The photographer's wife adds her beauty to that of Portland's famous rose gardens.
The oldest public garden of its kind in the United States, The International Rose Test Garden is also one of 24 official testing sites for the internationally respected All-America Rose Selections (AARS). The All-American Rose Selections is a non-profit association of rose growers and introducers dedicated to the introduction and promotion of exceptional roses. Since 1938 the AARS seal of approval has graced outstanding new rose varieties that have performed the best in the test gardens located throughout the country and representing all climate zones. AARS testing began here in Portland in 1940.
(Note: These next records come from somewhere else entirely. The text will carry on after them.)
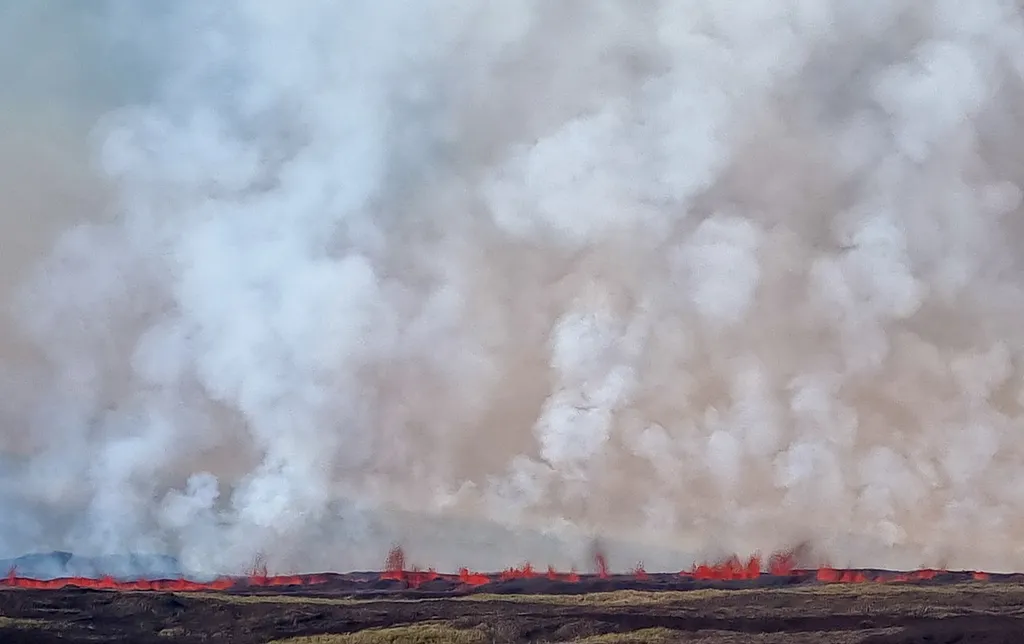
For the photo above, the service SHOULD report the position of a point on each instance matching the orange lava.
(396, 569)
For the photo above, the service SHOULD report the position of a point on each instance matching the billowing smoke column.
(706, 277)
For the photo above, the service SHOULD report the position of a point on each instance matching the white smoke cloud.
(687, 276)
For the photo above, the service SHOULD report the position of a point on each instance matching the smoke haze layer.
(306, 280)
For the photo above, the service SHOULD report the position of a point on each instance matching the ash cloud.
(694, 280)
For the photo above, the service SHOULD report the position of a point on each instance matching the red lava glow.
(396, 568)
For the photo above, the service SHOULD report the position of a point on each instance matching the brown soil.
(877, 613)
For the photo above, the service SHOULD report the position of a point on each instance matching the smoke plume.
(307, 278)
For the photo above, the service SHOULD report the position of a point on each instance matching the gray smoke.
(493, 278)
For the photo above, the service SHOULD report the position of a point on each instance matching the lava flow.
(780, 568)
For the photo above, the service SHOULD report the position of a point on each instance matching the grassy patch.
(427, 633)
(643, 636)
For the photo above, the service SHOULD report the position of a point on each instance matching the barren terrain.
(716, 612)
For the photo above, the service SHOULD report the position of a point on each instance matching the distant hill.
(61, 564)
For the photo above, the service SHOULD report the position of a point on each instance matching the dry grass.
(426, 633)
(643, 636)
(666, 636)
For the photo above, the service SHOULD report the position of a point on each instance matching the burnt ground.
(931, 611)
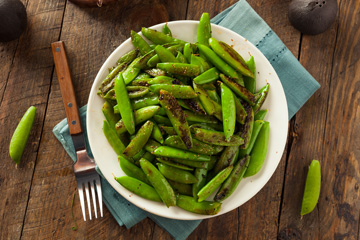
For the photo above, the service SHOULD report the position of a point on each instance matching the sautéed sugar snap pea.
(199, 135)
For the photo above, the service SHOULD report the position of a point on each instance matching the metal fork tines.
(87, 177)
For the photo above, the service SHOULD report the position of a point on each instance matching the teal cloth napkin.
(298, 85)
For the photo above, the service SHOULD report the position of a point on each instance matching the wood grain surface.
(36, 195)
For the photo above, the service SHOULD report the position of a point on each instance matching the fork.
(84, 168)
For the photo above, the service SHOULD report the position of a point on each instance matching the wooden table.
(36, 196)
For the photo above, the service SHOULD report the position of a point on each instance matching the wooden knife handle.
(66, 87)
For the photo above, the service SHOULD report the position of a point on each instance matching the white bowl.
(277, 115)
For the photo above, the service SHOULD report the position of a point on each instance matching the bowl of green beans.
(187, 120)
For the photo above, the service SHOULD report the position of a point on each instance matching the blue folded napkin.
(298, 85)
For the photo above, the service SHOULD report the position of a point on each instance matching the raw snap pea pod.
(230, 56)
(139, 141)
(198, 146)
(230, 184)
(204, 29)
(124, 105)
(183, 69)
(112, 138)
(190, 204)
(228, 111)
(141, 115)
(176, 116)
(239, 90)
(208, 76)
(21, 135)
(216, 138)
(164, 151)
(258, 153)
(214, 183)
(132, 170)
(139, 188)
(263, 94)
(159, 182)
(178, 91)
(217, 61)
(140, 43)
(176, 174)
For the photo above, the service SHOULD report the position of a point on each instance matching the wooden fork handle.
(66, 87)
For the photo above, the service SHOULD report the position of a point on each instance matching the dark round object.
(312, 16)
(12, 19)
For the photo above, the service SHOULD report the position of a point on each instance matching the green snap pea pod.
(139, 141)
(178, 91)
(260, 115)
(139, 188)
(21, 134)
(263, 94)
(217, 61)
(180, 188)
(240, 111)
(239, 90)
(167, 161)
(136, 91)
(159, 182)
(176, 174)
(230, 184)
(204, 29)
(216, 138)
(214, 183)
(228, 111)
(165, 151)
(200, 174)
(230, 56)
(112, 138)
(141, 115)
(140, 43)
(176, 116)
(124, 105)
(132, 170)
(190, 204)
(159, 37)
(256, 129)
(198, 146)
(182, 69)
(258, 153)
(250, 82)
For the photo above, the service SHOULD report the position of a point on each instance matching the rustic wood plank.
(90, 35)
(28, 84)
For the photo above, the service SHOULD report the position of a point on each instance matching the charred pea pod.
(230, 184)
(176, 116)
(178, 91)
(159, 182)
(230, 56)
(258, 153)
(190, 204)
(140, 116)
(164, 151)
(198, 146)
(214, 183)
(228, 111)
(239, 90)
(204, 29)
(140, 43)
(139, 188)
(176, 174)
(124, 105)
(262, 97)
(132, 170)
(139, 141)
(216, 138)
(217, 61)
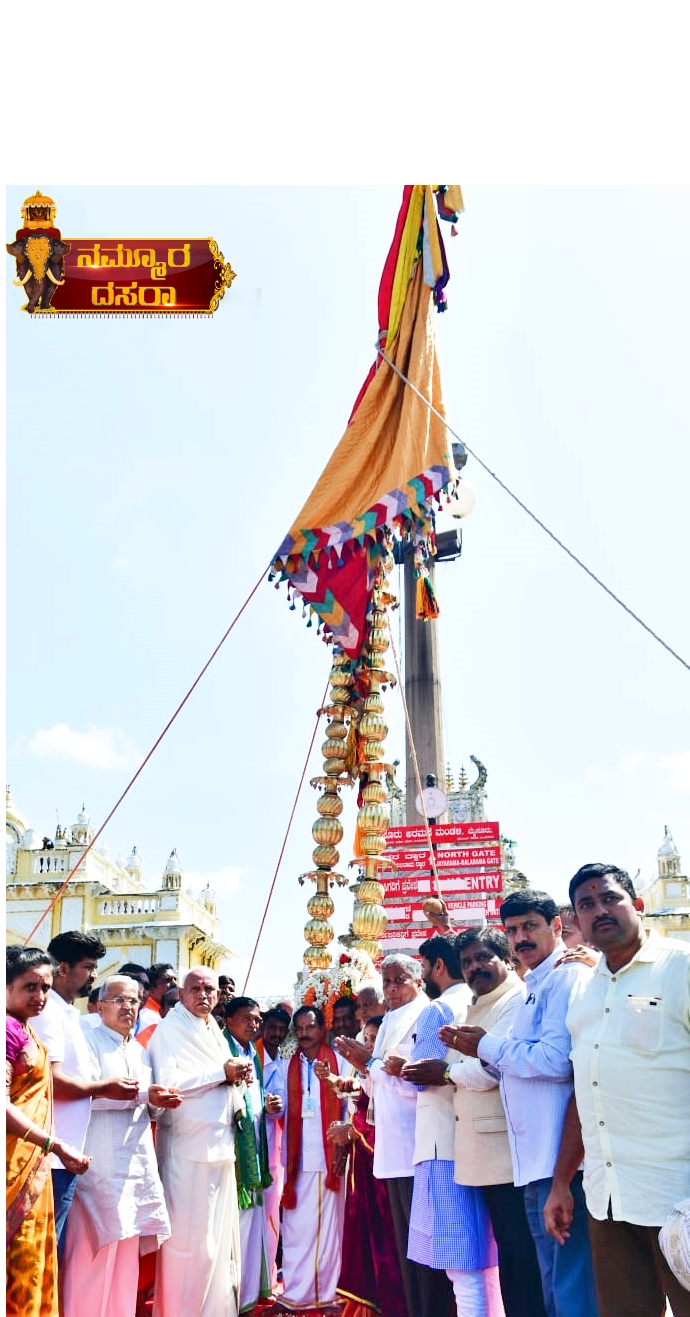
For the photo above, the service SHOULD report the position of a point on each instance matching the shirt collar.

Roses currently under test in the garden are not named but are designated only by a number. The new varieties are submitted by the hybridizers to the AARS, who then distributes them to the test gardens identified only by their code number. Four plants of each entry are evaluated for two years on 14 different characteristics consumers desire in a garden plant including plant habit, vigor, disease resistance, color, flower production, form, foliage, and fragrance. About 200 rose cultivars are under test each year.
In 1888, Georgiana Burton Pittock, wife of pioneer publisher Henry Pittock, invited her friends and neighbors to exhibit their roses in a tent set up in her garden. Thus began the annual rose show for Portland Rose Society. Jesse A. Currey, a former Rose Society president, convinced city fathers to inaugurate a rose test garden in 1917 with the support of the American Rose Society, City officials, and civic –minded citizens. At that time, Portland had 20 miles of rose-bordered streets – a strategy to draw attention to the 1905 Lewis and Clark Centennial celebration. As a result, Portland was dubbed “City of Roses”. The garden was a perfect opportunity for enhancing that reputation.
Founded in 1917, Portland’s International Rose Test Garden is the oldest official, continuously operated public rose test garden in the United States. In the beginning, even though World War I was raging in Europe, hybridists sent roses from around the world to Portland’s garden for testing and to keep the new hybrids safe from being destroyed by the bombing in Europe.